Like a healing balm at the end of a painful trek – that’s what the Calouste Gulbenkian Museum’s new awakening feels like after almost three months of closure to the public imposed by the public health restrictions with which all of us, both the Foundation and the country more widely, have sought to control the pandemic that has befallen us so dramatically.
Now, however (aware of the need for continuing caution), we are embarking on a path that we all hope will restore our abruptly interrupted lives as much as possible. The fact that this has coincided with the start of spring, when gradually awakening energies merge with memories of the long winter fading behind us, seems to be symbolic of auspicious times to come.
What’s more, the museum’s reopening, with renewed offerings from its exquisite collection, also comes just in time to reap the fruits of one of its biggest projects in recent times: the important exhibition René Lalique and the Age of Glass, made available for visitors for one more week, could not be more timely – with the additional coincidence of the anniversary of the birth of this wonderful artist, whose works make up one of the most extensive and valuable collections held by the Calouste Gulbenkian Collection.
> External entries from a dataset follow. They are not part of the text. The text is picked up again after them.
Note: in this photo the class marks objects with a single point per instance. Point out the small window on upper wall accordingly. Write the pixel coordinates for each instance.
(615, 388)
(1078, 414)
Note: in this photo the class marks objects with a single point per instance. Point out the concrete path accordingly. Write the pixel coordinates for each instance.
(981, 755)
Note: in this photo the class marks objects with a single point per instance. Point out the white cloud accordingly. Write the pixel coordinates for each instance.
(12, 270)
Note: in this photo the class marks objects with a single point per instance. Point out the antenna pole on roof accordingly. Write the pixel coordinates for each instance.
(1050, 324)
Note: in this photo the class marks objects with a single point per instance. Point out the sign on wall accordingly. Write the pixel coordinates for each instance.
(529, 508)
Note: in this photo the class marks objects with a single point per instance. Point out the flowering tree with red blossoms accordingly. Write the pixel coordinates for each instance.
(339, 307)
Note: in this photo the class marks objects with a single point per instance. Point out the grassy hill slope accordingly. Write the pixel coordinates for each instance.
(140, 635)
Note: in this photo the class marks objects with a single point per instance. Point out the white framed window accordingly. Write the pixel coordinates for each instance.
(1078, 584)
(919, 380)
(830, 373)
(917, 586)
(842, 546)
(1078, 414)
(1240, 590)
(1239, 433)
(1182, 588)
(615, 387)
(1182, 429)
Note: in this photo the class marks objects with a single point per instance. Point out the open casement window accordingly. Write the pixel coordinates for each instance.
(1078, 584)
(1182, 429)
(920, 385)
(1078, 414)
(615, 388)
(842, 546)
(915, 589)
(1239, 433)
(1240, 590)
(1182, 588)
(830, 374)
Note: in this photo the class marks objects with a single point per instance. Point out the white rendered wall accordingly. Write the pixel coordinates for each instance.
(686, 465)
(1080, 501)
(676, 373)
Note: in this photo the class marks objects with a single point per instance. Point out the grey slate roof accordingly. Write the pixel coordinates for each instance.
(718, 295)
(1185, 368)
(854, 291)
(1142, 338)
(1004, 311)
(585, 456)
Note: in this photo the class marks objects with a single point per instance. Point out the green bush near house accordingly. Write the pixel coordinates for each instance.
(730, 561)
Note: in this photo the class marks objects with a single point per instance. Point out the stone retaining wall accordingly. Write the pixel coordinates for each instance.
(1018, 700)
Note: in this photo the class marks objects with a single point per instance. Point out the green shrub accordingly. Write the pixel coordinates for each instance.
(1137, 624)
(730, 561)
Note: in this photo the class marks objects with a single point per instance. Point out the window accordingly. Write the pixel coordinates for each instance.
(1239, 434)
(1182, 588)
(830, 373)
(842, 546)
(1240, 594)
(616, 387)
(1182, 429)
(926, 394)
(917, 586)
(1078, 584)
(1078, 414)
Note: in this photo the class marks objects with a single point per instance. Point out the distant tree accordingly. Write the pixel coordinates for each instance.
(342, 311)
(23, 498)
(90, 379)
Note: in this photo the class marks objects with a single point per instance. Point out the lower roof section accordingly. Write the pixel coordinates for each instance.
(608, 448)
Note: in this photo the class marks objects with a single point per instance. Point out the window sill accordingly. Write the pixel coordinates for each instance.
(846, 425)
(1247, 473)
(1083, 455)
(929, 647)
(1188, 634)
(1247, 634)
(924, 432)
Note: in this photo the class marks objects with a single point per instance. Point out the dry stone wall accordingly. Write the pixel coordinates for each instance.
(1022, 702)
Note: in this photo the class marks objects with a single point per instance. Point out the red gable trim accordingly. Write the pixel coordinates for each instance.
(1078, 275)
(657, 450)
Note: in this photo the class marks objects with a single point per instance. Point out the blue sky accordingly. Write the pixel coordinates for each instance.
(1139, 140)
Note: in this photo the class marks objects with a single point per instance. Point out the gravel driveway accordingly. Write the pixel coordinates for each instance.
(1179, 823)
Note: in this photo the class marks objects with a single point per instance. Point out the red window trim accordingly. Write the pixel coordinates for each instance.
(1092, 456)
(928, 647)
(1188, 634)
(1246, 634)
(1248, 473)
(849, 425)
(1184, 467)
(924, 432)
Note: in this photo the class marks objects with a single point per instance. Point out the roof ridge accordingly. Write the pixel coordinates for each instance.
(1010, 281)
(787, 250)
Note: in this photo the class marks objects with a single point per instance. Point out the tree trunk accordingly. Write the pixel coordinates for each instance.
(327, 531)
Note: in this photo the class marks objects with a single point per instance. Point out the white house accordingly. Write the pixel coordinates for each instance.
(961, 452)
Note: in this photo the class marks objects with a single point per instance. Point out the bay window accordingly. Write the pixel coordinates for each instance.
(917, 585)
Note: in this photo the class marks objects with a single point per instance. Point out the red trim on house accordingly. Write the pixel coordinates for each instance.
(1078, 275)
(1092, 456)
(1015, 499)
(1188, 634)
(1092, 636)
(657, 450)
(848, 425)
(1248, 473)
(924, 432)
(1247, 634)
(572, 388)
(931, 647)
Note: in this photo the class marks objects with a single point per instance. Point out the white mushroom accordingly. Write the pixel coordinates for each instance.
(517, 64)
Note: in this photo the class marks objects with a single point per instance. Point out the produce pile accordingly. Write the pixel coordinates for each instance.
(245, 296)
Spanning Art Nouveau and Art Deco, Lalique’s body of work represents an eloquent hymn to life, in which creative energies are backed by rigorous technical and scientific knowledge, which allowed him to confidently forge new creative paths with an unusual fusion of themes and materials that would shape the future of artistic creation itself. A century later, his work provides us with a valuable lesson on the importance of prudence at every step we take: a virtue that (without contradiction) must illuminate and nurture the rightful celebration of life.